Bring together all the elements of success and sustainability in a mini-publisher “P&L scorecard." The scorecard for a mini-publisher team has three parts: audience growth and value, market growth and share, and financial contribution.

Bring together all the elements of success and sustainability in a mini-publisher “P&L scorecard”

The scorecard for a mini-publisher team has three parts: audience growth and value, market growth and share, and financial contribution.

The first two – audience and market performance – are based on earlier Table Stake scorecards: (1) the audience scorecard described in Table Stake #1; and, (2) the platform scorecard found in Table Stake #2. (See Section 7 of these Table Stake chapters.)

The financial portion of the scorecard measures a mini-publisher team’s contribution to economic and financial success – the P&L of that team’s effort.

This P&L is a managerial rather than strictly financial concept. It’s not aimed at complying with financial reporting obligations. Instead, it asks and measures how much cash does the mini-publisher team contribute to the enterprise as a whole – cash that’s left over after the costs of the team’s efforts are subtracted from the revenues the team generates.

For the mini-publisher scorecard this means counting two types of costs:

  • Direct costs (e.g. staff assigned to the team or freelancer piece rate costs)
  • Shared costs that can be allocated or attributed to the team’s efforts in ways that tie to the real work of the team as opposed to theoretically (for example, rent and benefits link directly while splitting and allocating the salary of the CEO does not).

If costs are controllable by the mini-publisher team and the choices they make, those costs should be allocated to them. Costs over which the team has zero control should not be allocated (again, for example, the CEO salary). Other costs to avoid allocating might include overhead costs for tech support, analytic services contracts, newsroom management, etc.

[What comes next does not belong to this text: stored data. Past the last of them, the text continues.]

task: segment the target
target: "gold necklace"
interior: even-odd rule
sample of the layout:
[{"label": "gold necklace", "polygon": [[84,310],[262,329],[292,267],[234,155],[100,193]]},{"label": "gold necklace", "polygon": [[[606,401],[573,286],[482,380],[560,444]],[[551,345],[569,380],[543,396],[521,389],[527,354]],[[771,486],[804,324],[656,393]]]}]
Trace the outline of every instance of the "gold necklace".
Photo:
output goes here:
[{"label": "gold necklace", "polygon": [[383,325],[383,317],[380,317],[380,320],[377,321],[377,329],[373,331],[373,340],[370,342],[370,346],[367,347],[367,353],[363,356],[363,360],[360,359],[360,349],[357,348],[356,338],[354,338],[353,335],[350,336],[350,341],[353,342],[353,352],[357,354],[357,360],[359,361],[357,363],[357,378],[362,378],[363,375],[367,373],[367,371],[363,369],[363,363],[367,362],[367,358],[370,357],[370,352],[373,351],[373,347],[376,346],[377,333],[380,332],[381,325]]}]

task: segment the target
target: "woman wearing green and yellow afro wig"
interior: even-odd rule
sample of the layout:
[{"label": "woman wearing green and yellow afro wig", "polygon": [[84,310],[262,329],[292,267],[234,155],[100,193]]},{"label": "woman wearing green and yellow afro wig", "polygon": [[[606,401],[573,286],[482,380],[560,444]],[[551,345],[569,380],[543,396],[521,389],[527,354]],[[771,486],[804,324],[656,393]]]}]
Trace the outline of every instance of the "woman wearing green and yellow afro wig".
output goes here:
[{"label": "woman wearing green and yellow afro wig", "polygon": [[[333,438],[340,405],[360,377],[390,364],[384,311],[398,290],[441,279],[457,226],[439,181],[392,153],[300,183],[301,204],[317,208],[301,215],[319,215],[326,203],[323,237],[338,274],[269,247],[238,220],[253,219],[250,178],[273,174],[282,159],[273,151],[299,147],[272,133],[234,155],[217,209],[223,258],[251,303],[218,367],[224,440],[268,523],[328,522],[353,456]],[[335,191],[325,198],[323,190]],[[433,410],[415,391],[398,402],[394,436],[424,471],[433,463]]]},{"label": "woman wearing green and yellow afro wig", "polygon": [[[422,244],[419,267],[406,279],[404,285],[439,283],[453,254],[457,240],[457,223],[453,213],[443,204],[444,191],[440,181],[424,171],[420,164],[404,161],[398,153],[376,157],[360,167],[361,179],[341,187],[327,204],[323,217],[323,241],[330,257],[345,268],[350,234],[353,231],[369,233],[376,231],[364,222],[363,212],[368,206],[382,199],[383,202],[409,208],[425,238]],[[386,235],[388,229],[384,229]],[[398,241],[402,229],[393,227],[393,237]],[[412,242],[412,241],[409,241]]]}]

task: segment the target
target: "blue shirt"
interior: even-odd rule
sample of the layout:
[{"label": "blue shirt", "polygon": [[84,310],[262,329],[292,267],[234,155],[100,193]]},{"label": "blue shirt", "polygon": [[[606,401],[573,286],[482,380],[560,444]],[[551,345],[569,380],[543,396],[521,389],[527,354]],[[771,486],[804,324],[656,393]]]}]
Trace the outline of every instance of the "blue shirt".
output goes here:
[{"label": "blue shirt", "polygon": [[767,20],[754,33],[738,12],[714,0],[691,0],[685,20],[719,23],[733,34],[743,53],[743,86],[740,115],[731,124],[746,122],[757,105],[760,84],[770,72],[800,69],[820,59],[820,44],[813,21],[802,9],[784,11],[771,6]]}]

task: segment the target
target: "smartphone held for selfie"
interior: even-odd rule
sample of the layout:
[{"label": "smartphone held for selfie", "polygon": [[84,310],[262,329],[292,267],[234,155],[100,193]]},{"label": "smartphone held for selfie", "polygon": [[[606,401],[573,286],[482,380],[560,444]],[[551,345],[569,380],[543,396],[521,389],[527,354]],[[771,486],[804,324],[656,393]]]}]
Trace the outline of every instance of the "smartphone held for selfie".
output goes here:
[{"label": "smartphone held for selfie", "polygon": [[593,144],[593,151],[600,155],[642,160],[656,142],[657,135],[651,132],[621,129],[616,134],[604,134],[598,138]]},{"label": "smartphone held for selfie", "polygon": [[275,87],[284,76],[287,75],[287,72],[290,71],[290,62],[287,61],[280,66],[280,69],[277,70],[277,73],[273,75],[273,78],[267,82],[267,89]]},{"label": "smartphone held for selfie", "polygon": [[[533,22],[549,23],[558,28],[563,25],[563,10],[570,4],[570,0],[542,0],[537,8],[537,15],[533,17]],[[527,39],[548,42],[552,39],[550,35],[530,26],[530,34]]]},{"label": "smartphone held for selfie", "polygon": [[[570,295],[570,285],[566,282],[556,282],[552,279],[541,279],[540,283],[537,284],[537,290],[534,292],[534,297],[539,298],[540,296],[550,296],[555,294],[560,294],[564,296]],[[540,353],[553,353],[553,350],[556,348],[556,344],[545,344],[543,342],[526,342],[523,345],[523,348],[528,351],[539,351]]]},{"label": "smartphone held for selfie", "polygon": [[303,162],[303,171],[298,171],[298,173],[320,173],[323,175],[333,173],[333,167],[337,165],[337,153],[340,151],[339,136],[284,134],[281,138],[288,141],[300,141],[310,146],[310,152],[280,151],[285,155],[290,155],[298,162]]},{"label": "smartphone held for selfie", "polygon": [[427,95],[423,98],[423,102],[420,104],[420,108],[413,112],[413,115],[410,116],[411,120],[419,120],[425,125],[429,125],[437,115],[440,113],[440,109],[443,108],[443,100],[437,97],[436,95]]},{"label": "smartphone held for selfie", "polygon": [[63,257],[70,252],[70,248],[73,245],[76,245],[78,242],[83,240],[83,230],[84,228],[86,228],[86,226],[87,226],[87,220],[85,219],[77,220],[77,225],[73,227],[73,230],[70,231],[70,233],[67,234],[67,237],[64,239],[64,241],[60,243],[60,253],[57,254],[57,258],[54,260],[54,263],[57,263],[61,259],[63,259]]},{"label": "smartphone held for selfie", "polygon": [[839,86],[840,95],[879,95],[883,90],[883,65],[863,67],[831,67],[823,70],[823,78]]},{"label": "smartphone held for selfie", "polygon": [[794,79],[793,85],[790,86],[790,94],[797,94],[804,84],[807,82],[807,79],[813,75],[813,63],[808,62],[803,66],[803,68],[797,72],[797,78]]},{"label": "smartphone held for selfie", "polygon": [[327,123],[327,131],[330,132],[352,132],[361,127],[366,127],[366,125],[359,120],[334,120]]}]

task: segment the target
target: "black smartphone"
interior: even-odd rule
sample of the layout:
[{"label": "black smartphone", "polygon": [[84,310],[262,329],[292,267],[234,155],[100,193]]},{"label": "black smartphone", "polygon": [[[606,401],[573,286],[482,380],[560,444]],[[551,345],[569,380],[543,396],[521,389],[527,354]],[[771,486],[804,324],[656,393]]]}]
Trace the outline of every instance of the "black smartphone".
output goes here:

Similarly, two types of revenue should be attributed to the team’s efforts: direct and derived. Direct revenue is earned exclusively from the team’s audience, content, and other efforts, such as sponsorship of its content on a shared platform, advertising and sponsorship revenue on an exclusive platform, sale of content to third parties, and events directly related to the team.

Derived revenues are those reasonably attributable to the team’s efforts – for example, the team’s fair share of advertising on shared platforms based on traffic, digital subscription revenue from shared platforms based on audience loyalty and engagement factors, and splits of event revenue based on pre-agreements tied to level of involvement.

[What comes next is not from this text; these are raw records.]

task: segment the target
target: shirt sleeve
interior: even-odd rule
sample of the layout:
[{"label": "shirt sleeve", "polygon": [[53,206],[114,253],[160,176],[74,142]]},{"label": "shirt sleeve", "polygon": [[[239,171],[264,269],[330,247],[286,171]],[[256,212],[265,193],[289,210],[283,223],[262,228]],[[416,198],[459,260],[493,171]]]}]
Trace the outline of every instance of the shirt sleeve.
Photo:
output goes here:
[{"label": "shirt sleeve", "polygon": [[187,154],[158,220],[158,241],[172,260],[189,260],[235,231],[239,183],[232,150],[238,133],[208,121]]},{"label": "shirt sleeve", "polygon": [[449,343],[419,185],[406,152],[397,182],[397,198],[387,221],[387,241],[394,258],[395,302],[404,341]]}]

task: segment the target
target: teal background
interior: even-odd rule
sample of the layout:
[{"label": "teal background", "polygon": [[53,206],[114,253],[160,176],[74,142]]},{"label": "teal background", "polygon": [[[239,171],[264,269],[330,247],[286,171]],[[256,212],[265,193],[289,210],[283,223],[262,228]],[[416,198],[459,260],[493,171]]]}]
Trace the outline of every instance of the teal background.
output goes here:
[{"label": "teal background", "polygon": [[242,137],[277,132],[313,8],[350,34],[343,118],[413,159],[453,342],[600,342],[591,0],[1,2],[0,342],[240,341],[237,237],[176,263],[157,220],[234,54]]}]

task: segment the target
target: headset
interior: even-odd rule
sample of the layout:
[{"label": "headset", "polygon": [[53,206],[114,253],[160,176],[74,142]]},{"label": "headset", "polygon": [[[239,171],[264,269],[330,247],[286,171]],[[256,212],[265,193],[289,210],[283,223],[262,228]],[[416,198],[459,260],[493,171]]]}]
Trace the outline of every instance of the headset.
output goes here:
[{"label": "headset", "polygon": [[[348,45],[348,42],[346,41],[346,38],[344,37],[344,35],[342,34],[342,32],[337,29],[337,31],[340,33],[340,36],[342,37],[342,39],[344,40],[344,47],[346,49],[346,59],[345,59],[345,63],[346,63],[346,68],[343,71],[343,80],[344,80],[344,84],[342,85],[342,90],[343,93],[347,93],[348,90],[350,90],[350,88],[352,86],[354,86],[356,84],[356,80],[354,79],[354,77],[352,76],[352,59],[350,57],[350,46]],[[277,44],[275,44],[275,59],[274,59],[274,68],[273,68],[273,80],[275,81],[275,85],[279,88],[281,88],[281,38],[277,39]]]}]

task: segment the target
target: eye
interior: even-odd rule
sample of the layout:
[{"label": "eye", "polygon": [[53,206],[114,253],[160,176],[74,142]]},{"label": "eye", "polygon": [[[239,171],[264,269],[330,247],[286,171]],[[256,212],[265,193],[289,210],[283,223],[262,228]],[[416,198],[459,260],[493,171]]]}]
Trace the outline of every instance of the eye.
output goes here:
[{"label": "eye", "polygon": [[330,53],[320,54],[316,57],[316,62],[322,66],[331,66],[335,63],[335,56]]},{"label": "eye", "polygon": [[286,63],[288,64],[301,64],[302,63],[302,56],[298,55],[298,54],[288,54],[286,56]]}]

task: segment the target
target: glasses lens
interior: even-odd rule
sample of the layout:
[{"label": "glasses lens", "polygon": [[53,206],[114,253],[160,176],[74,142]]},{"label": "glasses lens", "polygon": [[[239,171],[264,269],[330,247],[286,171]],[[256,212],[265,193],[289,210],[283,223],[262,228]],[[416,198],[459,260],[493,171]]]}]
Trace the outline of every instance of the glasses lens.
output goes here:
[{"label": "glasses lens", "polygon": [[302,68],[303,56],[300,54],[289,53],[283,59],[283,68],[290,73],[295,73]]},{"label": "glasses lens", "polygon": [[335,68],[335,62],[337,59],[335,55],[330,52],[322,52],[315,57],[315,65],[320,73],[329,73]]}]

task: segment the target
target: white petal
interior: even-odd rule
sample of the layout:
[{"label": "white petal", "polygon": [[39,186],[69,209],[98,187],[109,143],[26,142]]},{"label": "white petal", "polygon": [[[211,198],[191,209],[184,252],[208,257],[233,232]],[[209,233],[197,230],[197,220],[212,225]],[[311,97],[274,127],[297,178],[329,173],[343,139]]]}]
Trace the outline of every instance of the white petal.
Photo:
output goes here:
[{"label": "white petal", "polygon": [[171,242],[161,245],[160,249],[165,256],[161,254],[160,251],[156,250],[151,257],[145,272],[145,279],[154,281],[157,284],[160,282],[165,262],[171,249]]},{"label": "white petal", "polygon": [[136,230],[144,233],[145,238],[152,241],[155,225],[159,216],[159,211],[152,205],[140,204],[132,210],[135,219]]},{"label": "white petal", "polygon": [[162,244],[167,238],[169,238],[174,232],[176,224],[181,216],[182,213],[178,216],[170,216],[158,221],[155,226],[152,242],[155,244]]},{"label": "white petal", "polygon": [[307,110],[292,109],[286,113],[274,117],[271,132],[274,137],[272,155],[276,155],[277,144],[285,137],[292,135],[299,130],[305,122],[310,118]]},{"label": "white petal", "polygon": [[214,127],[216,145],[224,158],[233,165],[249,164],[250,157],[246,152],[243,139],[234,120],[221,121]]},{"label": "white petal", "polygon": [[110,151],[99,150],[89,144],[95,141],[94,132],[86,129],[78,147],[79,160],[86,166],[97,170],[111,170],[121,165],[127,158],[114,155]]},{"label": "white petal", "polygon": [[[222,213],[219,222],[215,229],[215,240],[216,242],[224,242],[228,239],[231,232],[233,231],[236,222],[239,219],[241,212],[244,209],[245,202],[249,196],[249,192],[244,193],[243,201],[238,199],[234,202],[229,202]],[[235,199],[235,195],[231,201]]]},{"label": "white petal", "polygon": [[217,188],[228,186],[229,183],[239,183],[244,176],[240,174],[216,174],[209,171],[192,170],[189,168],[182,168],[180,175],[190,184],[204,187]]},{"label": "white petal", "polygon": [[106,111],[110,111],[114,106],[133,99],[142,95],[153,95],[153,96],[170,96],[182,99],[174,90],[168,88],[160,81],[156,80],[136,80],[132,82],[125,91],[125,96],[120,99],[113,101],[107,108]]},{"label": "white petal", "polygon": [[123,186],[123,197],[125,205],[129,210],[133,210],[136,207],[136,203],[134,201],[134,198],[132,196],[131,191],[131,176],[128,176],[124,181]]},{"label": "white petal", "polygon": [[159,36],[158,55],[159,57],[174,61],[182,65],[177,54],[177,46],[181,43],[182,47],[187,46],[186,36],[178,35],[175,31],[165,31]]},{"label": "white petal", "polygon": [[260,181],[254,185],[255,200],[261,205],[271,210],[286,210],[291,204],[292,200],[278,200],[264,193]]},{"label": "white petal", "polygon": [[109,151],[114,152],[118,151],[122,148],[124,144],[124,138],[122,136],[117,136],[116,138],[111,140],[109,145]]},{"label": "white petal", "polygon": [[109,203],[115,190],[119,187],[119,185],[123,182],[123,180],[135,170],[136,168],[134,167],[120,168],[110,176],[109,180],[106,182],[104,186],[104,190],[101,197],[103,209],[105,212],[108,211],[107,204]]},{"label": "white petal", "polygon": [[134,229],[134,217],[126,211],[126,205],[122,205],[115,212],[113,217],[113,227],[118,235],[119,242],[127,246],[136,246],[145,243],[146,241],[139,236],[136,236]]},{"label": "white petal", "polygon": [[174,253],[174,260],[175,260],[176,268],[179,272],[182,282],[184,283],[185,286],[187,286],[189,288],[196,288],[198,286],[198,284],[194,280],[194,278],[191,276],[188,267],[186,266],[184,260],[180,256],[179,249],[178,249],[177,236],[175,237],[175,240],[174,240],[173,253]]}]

A team’s contribution to overall enterprise financial performance derives from comparing the expenses and revenues attributed to the team’s work. Mini-publisher teams, and the senior team to whom they report, can use the “contribution calculation” to track progress against team goals and objectives, identifying what’s working versus not working, and defining needed shifts and next steps.

In addition, the senior team should compare and contrast team performance across the entire portfolio of mini-publishing efforts to make and adjust critical choices for investment such as:

  • Increasing investment for teams with high and/or fast growing potential
  • Holding investment where the current audience is large with good contribution but low growth potential
  • Reducing investment where the audience is large but has low value in terms of contribution
  • Cutting or dropping investment if the audience is small and has low value in terms of contribution and growth potential.